Xen project Mailing List

Hi Dimos,

Thanks for looking into this! Thinking about it, I think we have several problems.

1. I think the Activations.wait API is difficult to use / unsafe:

(* Block waiting for an event to occur on a particular port *)

let wait evtchn =

if Eventchn.is_valid evtchn then begin

let port = Eventchn.to_int evtchn in

let th, u = Lwt.task () in

let node = Lwt_sequence.add_l u event_cb.(port) in

Lwt.on_cancel th (fun _ -> Lwt_sequence.remove node);

end else Lwt.fail Generation.Invalid

When you call Activations.wait you are added to a 'sequence' (like a list) of people to wake up when the next event occurs.

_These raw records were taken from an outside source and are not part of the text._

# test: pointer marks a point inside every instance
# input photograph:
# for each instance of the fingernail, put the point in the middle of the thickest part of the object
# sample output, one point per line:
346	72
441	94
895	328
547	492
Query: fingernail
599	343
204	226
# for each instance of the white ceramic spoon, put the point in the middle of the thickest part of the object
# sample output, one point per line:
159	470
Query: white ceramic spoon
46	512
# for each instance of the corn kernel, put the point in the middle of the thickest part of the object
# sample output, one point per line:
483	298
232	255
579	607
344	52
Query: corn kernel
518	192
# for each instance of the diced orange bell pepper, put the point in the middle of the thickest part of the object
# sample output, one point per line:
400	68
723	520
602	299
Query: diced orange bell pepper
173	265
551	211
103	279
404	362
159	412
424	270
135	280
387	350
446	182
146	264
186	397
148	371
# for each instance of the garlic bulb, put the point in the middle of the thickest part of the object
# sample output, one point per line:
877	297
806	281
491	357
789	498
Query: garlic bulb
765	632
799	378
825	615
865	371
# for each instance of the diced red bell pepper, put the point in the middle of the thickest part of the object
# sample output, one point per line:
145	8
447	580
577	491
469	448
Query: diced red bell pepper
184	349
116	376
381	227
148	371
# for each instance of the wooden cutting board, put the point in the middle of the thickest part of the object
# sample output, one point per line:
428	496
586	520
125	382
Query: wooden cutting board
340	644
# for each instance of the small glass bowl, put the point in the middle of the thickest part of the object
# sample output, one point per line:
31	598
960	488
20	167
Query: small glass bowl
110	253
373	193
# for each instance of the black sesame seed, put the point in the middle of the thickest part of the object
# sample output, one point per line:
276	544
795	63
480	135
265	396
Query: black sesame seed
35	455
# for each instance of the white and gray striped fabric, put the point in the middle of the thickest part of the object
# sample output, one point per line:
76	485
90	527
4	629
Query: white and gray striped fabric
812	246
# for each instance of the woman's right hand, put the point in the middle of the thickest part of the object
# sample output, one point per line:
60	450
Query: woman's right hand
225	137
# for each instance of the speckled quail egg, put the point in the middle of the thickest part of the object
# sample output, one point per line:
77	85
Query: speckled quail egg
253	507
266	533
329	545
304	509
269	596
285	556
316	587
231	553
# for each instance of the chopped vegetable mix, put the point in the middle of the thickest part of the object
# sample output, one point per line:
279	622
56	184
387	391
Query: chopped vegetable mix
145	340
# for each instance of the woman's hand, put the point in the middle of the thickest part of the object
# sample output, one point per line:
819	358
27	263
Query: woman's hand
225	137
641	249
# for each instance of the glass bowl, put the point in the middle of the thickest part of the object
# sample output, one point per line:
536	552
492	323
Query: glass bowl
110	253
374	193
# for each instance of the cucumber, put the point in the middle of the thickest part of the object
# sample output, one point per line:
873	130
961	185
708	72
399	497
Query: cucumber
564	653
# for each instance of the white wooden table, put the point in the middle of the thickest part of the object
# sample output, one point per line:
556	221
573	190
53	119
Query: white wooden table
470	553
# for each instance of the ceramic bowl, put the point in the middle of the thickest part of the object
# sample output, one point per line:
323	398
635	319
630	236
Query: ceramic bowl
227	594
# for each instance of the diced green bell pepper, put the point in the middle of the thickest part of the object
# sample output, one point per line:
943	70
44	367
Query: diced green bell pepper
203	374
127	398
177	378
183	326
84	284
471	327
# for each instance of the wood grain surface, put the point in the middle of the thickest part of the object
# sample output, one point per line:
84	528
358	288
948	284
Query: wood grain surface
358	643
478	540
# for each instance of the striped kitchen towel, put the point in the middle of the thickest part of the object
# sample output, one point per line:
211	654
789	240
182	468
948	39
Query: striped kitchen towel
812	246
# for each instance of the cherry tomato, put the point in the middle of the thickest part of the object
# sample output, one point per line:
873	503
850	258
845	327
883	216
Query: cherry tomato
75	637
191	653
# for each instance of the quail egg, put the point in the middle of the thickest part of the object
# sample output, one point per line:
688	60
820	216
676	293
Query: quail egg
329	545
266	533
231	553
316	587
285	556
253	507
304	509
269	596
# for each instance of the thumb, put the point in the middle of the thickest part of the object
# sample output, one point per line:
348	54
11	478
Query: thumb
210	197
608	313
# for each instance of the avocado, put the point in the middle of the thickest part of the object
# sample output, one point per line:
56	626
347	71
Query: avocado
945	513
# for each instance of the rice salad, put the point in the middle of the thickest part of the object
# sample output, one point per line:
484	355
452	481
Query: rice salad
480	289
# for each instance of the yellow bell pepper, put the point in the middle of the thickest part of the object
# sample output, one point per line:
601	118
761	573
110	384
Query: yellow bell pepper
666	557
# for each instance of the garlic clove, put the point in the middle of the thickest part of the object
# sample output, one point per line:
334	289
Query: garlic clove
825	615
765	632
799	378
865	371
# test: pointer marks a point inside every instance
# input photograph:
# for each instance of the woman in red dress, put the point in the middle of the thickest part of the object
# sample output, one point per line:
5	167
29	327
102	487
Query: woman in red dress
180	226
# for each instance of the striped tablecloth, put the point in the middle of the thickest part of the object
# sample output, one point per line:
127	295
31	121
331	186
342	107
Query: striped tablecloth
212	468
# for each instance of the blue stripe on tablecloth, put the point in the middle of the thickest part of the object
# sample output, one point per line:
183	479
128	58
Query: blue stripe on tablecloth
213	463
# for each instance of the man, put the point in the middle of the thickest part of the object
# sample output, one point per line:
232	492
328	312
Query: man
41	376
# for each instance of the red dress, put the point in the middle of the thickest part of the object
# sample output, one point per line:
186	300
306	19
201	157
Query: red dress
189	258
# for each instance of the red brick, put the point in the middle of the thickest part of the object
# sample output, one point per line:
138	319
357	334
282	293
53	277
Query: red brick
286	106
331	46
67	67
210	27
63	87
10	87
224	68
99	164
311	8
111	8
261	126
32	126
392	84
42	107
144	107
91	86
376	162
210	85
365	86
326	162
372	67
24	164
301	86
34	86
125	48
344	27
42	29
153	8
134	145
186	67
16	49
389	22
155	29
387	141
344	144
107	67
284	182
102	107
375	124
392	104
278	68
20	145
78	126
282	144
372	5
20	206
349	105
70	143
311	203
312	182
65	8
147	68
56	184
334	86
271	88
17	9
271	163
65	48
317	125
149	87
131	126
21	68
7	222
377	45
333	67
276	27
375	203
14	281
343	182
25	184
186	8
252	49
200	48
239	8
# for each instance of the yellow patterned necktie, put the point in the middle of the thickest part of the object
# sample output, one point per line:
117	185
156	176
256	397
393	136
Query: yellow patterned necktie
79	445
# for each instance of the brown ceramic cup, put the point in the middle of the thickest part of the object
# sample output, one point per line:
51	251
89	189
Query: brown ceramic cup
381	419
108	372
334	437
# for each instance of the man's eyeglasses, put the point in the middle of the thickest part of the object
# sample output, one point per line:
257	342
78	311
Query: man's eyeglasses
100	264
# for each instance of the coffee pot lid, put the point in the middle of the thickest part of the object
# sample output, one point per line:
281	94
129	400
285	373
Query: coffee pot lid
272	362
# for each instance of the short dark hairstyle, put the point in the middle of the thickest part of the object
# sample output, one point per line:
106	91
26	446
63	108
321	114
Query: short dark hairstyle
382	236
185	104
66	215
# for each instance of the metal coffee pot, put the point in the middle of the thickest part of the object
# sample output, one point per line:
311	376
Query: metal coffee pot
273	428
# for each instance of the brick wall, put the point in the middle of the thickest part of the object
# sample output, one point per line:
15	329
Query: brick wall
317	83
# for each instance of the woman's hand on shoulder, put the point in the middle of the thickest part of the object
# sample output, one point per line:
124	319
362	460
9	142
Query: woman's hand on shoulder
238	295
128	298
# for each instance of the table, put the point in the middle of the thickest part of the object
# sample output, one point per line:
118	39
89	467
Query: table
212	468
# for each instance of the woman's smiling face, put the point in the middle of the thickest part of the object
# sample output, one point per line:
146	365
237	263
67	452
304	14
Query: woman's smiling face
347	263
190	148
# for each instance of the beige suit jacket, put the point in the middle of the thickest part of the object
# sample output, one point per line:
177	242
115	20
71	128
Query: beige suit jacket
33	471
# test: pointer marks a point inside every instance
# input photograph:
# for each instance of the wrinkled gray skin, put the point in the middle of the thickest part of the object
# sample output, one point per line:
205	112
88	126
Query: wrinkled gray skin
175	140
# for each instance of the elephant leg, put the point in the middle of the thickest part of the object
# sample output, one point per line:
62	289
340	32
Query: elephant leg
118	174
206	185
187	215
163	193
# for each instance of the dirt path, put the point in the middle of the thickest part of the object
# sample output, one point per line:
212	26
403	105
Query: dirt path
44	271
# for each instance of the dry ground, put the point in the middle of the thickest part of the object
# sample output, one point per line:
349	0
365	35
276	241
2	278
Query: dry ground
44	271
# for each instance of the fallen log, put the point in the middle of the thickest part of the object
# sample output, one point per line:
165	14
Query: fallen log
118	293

A typical driver would call Activations.wait in a loop, block for an event, wake up, signal some other thread to do work and then block again. However if the thread running the loop blocks anywhere else, then the thread will not be added to the sequence straight away and any notifications that arrive during the gap will be dropped. I noticed this when debugging my block backend implementation. I think netif has this problem:

let listen nf fn =

(* Listen for the activation to poll the interface *)

let rec poll_t t =

lwt () = refill_requests t in

^^^ blocks here, can miss events

rx_poll t fn;

tx_poll t;

(* Evtchn.notify nf.t.evtchn; *)

lwt new_t =

try_lwt

Activations.wait t.evtchn >> return t

with

| Generation.Invalid ->

Console.log_s "Waiting for plug in listen" >>

wait_for_plug nf >>

Console.log_s "Done..." >>

return nf.t

in poll_t new_t

poll_t nf.t

I think we should change the semantics of Activations.wait to be more level-triggered rather than edge-triggered (i.e. more like the underlying behaviour of xen) like this:

type event

(** a particular event *)

val wait: Evtchn.t -> event option -> event Lwt.t

(** [wait evtchn None] returns [Some e] where [e] is the latest event.

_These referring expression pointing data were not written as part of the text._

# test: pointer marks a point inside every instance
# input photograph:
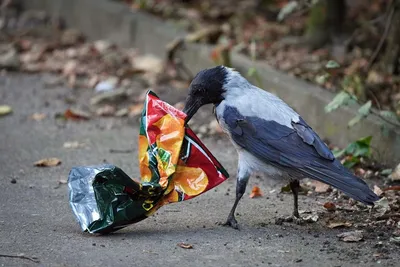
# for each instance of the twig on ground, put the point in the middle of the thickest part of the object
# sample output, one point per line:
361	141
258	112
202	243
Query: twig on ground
383	38
20	256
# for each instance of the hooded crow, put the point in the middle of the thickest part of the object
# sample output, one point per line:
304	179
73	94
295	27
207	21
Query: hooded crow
269	136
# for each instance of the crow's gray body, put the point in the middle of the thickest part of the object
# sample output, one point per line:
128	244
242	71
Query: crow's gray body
270	136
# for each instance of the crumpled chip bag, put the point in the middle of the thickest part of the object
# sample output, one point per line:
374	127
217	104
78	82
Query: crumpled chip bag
174	166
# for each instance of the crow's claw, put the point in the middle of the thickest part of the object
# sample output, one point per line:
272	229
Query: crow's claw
231	221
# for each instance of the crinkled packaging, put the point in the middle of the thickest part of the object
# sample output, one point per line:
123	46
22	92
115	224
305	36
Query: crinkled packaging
174	166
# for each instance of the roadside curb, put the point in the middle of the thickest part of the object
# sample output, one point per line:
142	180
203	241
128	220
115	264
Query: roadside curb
105	19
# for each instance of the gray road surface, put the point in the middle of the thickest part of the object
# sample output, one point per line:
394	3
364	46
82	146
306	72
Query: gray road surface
35	218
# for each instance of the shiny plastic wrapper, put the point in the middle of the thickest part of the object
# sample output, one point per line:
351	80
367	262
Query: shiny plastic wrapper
174	166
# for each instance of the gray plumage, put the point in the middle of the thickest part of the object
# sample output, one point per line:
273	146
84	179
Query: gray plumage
269	136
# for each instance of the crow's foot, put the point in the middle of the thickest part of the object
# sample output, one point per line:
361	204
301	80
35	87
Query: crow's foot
231	221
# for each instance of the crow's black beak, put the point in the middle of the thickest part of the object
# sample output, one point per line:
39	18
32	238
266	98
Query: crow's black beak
191	107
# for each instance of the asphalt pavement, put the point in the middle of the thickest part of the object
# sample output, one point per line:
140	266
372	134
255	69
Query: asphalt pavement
36	220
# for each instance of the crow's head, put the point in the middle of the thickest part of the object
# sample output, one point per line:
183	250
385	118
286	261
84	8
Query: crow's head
207	87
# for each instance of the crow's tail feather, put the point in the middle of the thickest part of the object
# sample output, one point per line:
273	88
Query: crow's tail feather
339	177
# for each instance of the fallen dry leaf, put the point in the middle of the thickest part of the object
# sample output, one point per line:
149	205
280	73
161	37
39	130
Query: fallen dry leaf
382	206
106	110
377	190
255	192
135	110
48	162
38	116
75	114
310	218
4	110
185	245
329	206
336	224
320	187
353	236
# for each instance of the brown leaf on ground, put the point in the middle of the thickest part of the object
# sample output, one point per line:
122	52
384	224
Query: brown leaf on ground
106	110
329	206
320	187
255	192
353	236
336	224
185	245
48	162
38	116
377	190
75	114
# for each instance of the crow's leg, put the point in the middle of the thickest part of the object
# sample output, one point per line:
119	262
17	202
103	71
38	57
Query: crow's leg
295	187
241	184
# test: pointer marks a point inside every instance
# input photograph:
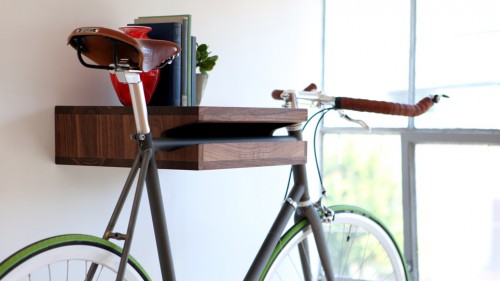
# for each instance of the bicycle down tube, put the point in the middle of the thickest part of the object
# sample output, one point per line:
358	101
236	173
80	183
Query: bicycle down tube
145	164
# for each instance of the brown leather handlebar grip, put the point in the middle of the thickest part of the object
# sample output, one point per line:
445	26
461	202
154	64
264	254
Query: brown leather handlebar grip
384	107
276	94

[wait evtchn (Some e)] returns [Some e'] where [e'] is a later event than [e] *)

In the implementation we could have "type event = int" and maintain a counter of "number of times this event has been signalled". When you call Activations.wait, you would pass in the number of the last event you saw, and the thread would block until a new event is available. This way you wouldn't have to be registered in the table when the event arrives.

2. SCHEDOP_poll has a low (arbitrary) nr_ports limit

http://xenbits.xen.org/gitweb/?p=xen.git;a=blob;f=xen/common/schedule.c;h=a8398bd9ed4827564bed4346e1fdfbb98ec5907e;hb=c5e9596cd095e3b96a090002d9e6629a980904eb#l712

704 static long do_poll(struct sched_poll *sched_poll)

705 {

706 struct vcpu *v = current;

707 struct domain *d = v->domain;

708 evtchn_port_t port;

709 long rc;

710 unsigned int i;

711

712 /* Fairly arbitrary limit. */

713 if ( sched_poll->nr_ports > 128 )

714 return -EINVAL;

The total number of available event channels for a 64-bit guest is 4096 using the current ABI (a new interface is under development which allows even more). The limit of 128 is probably imposed to limit the amount of time the hypercall takes, to avoid hitting scalability limits like you do in userspace with select().

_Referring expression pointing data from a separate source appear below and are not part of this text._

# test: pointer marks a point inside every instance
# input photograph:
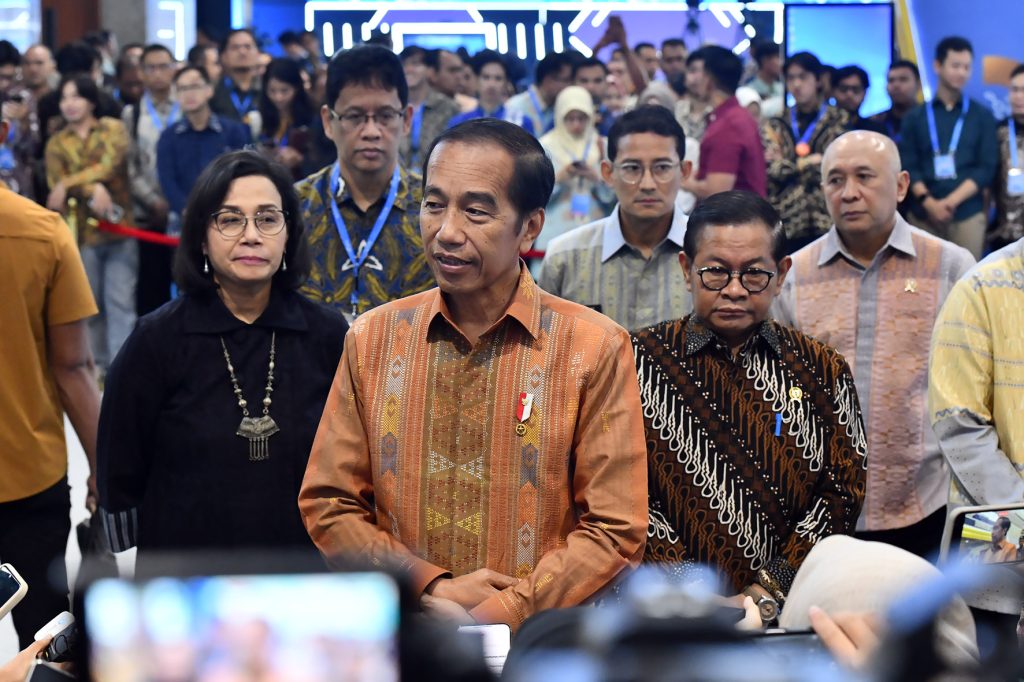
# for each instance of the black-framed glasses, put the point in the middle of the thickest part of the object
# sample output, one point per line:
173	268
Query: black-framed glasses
232	223
385	118
716	279
632	173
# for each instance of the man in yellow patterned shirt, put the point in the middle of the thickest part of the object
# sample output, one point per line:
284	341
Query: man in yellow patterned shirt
976	390
87	172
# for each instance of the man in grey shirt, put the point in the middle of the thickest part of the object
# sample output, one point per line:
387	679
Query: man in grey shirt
627	265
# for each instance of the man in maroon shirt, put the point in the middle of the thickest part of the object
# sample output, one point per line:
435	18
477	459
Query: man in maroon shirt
731	153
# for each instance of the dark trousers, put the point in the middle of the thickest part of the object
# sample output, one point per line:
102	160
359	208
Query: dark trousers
922	538
33	539
154	288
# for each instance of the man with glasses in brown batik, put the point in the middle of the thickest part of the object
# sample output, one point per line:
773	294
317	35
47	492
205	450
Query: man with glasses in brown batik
755	440
627	265
363	211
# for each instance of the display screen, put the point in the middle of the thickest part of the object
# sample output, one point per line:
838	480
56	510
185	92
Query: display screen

One of the use-cases I'd like to use Mirage for is to run backend services (like xenstore or blkback) for all the domains on a host. This requires at least one event channel per client domain. We routinely run ~300 VMs/host, so the 128 limit is too small. Plus a quick grep around Linux shows that it doesn't use SCHEDOP_poll very much-- I think we should focus on using the hypercalls that other OSes are using, for maximum chance of success.

So I think we should switch from select()-like behaviour using SCHEDOP_poll to interrupt-based delivery using SCHEDOP_block. I note that upstream mini-os does this by default too. I'll take a look at this.

Cheers,

Dave

On Fri, Sep 13, 2013 at 11:50 PM, Dimosthenis Pediaditakis <dimosthenis.pediaditakis@xxxxxxxxxxxx> wrote:

Hi all,
The last few days I've been trying to pin-down the performance issues of the Mirage network stack, when running over Xen.
When trying to push net-direct to its limits, random transmissions stall for anywhere between 0.1sec-4sec (especially at the sender).

After some experimentation, I believe that those time-outs occur because netif is not (always) notified (via Activations) about freed TX-ring slots.
It seems that these events (intermittently) don't reach the guest domain's front-end driver.

AFAIK Activations.wait() currently blocks waiting for an event on the port belonging to the event channel for the netif.
This event is delivered to Activations.run via Main.run.aux which is invoked via the callback in app_main() of runtime/kernel/main.c
The problem I observed was that using "SCHEDOP_poll" without masking the intended events, the hypervisor didn't "wake-up" the blocked domain upon new event availability.
The requirement for event-masking when using "SCHEDOP_poll" is also mentioned in the Xen documentation.

I've produced a patch that seems to fix the above erratic behavior.
Now I am able to consistently achieve higher speeds (up to 2.75Gbps DomU2Domu). Please, have a look at my repo:
https://github.com/dimosped/mirage-platform
It will be helpful to use big-enough txqueuelen values for your VIFs, as the current TCP implementation doesn't like much losses at high datarates. The default size in my system was only 32.

I have also modified the mirage-net-direct by adding per-flow TCP debug logging. This has helped me to better understand and pin-down the problem.
You can grab the modified sources here:
https://github.com/dimosped/mirage-net
Be aware that logging big volumes of data for a TCP flow will require big enough memory. Nevertheless, it only barely affects performance.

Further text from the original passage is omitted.